[v2] xfs: use ordered buffers to initialize dquot buffers during quotacheck
diff mbox series

Message ID 20200514165658.GC6714@magnolia
State Accepted
Headers show
Series
  • [v2] xfs: use ordered buffers to initialize dquot buffers during quotacheck
Related show

Commit Message

Darrick J. Wong May 14, 2020, 4:56 p.m. UTC
From: Darrick J. Wong <darrick.wong@oracle.com>

While QAing the new xfs_repair quotacheck code, I uncovered a quota
corruption bug resulting from a bad interaction between dquot buffer
initialization and quotacheck.  The bug can be reproduced with the
following sequence:

# mkfs.xfs -f /dev/sdf
# mount /dev/sdf /opt -o usrquota
# su nobody -s /bin/bash -c 'touch /opt/barf'
# sync
# xfs_quota -x -c 'report -ahi' /opt
User quota on /opt (/dev/sdf)
                        Inodes
User ID      Used   Soft   Hard Warn/Grace
---------- ---------------------------------
root            3      0      0  00 [------]
nobody          1      0      0  00 [------]

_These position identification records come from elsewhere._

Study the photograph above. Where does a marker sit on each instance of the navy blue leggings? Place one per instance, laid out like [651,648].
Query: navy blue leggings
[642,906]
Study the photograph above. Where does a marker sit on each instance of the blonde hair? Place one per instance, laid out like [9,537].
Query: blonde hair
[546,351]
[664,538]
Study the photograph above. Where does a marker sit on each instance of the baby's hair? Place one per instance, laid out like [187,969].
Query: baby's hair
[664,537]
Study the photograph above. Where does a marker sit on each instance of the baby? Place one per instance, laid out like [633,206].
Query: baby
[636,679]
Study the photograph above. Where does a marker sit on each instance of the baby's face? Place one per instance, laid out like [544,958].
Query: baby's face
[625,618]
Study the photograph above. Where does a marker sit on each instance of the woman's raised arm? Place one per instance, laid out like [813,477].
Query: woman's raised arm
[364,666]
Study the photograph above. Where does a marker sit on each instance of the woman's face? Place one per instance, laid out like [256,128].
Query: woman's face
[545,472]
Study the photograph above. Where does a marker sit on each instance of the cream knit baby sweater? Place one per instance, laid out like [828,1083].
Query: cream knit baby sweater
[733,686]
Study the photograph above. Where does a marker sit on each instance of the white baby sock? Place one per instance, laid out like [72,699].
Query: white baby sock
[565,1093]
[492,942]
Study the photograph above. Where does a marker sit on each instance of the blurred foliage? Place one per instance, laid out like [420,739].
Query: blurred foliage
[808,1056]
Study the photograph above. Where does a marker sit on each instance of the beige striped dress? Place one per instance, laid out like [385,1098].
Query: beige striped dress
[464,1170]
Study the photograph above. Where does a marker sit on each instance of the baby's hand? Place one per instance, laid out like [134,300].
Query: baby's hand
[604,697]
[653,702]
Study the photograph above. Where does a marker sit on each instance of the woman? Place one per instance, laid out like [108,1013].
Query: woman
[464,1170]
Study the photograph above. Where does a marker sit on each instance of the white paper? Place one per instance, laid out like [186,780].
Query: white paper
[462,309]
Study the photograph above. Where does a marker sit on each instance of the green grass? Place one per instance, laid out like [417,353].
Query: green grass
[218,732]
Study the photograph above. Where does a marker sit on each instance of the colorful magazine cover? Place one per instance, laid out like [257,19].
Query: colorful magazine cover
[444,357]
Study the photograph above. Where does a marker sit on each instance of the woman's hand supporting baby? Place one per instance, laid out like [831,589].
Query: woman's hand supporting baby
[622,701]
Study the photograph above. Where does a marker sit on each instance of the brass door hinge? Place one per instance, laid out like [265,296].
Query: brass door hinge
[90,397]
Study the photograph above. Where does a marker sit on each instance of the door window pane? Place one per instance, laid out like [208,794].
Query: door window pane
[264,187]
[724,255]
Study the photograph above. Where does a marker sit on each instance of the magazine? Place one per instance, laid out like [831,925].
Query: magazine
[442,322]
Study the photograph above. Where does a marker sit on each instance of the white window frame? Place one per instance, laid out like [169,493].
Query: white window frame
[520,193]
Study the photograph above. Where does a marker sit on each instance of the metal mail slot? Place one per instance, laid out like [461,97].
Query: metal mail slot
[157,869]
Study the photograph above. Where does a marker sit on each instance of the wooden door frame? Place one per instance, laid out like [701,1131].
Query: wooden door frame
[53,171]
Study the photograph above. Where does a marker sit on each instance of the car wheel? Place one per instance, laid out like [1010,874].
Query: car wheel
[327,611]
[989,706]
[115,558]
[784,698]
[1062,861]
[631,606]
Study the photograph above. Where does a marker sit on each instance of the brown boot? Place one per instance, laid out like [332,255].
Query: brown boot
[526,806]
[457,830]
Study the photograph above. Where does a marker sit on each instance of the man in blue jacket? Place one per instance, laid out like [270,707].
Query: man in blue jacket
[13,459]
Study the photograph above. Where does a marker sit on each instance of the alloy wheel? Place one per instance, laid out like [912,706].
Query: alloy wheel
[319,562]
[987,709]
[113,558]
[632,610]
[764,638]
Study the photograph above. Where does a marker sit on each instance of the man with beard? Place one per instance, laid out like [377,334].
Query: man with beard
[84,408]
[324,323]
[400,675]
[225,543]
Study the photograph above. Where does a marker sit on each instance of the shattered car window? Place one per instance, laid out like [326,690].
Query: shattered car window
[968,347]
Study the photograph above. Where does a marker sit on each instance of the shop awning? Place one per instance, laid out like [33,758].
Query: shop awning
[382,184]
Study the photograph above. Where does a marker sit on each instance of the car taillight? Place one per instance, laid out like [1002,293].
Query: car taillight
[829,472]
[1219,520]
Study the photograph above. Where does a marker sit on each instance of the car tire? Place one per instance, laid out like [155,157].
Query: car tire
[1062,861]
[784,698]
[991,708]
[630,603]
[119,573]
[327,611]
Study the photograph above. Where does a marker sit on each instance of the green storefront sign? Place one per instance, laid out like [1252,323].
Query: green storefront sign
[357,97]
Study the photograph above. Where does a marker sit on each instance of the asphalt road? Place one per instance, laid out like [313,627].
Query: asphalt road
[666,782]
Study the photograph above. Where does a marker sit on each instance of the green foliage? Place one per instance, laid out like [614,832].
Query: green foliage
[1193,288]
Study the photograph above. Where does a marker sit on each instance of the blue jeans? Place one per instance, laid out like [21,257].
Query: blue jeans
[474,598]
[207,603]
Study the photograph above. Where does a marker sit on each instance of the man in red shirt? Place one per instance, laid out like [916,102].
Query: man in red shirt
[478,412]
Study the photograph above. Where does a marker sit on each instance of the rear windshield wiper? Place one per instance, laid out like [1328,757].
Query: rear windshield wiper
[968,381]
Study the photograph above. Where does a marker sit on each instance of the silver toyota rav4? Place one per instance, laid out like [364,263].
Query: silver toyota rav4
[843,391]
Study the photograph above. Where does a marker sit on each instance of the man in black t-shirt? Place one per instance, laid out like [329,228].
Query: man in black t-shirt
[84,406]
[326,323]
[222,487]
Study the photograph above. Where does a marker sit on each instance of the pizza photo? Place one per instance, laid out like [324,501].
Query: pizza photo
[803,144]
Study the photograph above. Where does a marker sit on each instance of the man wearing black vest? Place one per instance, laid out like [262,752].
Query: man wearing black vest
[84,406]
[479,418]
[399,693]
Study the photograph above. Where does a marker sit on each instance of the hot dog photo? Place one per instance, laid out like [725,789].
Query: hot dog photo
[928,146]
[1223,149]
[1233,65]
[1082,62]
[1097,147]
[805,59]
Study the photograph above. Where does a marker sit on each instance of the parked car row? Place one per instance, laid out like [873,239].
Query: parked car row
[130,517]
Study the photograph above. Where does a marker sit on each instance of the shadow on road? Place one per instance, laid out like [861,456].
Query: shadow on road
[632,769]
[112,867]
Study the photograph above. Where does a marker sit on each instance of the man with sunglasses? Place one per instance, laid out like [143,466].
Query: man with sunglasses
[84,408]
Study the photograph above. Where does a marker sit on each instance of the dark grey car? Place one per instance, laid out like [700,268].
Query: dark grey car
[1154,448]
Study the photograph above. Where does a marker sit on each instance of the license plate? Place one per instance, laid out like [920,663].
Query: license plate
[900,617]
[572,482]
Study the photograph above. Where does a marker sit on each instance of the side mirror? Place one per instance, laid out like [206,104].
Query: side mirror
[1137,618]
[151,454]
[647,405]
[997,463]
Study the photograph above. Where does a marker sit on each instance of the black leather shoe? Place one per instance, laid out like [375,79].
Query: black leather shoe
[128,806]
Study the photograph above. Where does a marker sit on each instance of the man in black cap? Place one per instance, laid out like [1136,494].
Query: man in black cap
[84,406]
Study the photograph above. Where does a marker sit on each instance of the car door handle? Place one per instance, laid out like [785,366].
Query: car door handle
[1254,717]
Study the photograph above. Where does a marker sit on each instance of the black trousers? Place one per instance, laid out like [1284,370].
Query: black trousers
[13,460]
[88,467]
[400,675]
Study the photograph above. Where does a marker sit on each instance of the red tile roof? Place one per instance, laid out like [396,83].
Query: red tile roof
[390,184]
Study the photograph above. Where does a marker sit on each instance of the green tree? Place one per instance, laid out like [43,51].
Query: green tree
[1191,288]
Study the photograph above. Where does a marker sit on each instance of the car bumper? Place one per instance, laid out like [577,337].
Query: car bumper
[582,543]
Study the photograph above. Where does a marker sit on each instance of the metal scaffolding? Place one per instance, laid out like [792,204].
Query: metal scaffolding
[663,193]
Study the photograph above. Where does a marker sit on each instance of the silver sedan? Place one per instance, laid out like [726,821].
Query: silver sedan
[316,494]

# xfs_io -x -c 'shutdown' /opt
# umount /opt
# mount /dev/sdf /opt -o usrquota
# touch /opt/man2
# xfs_quota -x -c 'report -ahi' /opt
User quota on /opt (/dev/sdf)
                        Inodes
User ID      Used   Soft   Hard Warn/Grace
---------- ---------------------------------
root            1      0      0  00 [------]
nobody          1      0      0  00 [------]

# umount /opt

Notice how the initial quotacheck set the root dquot icount to 3
(rootino, rbmino, rsumino), but after shutdown -> remount -> recovery,
xfs_quota reports that the root dquot has only 1 icount.  We haven't
deleted anything from the filesystem, which means that quota is now
under-counting.  This behavior is not limited to icount or the root
dquot, but this is the shortest reproducer.

I traced the cause of this discrepancy to the way that we handle ondisk
dquot updates during quotacheck vs. regular fs activity.  Normally, when
we allocate a disk block for a dquot, we log the buffer as a regular
(dquot) buffer.  Subsequent updates to the dquots backed by that block
are done via separate dquot log item updates, which means that they
depend on the logged buffer update being written to disk before the
dquot items.  Because individual dquots have their own LSN fields, that
initial dquot buffer must always be recovered.

However, the story changes for quotacheck, which can cause dquot block
allocations but persists the final dquot counter values via a delwri
list.  Because recovery doesn't gate dquot buffer replay on an LSN, this
means that the initial dquot buffer can be replayed over the (newer)
contents that were delwritten at the end of quotacheck.  In effect, this
re-initializes the dquot counters after they've been updated.  If the
log does not contain any other dquot items to recover, the obsolete
dquot contents will not be corrected by log recovery.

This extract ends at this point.